Last fall, trustees denied Festival of Trees organizers permission to serve drinks at their December event. Organizers of the festival — a fundraiser for the St. Like’s Magic Valley Foundation — made the same request earlier this month, prompting the board’s discussion of whether alcohol should be on campus for any reason.
It seems to us the better course would be to permit beer, wine or liquor on a case-by-case basis.
Adults are forever cautioning young people to use alcohol responsibility, but leading by example is a better approach. The Festival of Trees has included alcohol for years, and there’s never been serious problem.
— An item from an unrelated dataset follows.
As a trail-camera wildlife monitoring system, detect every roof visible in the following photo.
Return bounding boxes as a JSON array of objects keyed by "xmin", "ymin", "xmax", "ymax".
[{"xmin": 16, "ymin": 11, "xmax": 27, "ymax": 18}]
There’s a difference, it seems to us, between permitting alcohol to be sold at selected community gatherings and allowing beer sales at basketball games or rodeos.
After years of debate, the Twin Falls County Fair Board voted to allow beer sales on a trial basis at this summer’s fair. Based on the experience of other Magic Valley county fairs that permit beer sales, we’re guessing the experiment will be relatively trouble free.
In extending the ban on alcohol, the CSI board cited liability worries. Those concerns are legitimate, but liability is an issue with all the events CSI hosts — even without alcohol. It’s not possible to make the public’s use of campus facilities risk-free.
Rent paid by off-campus groups for events is a significant source of revenue for the school, but beyond that the campus is a center for the community. From Independence Day fireworks to car shows to civic events, it’s where Twin Falls gathers.
CSI’s administration and its trustees, it seems to us, are capable to making sound decisions on an event-by-event basis about whether alcohol is welcome.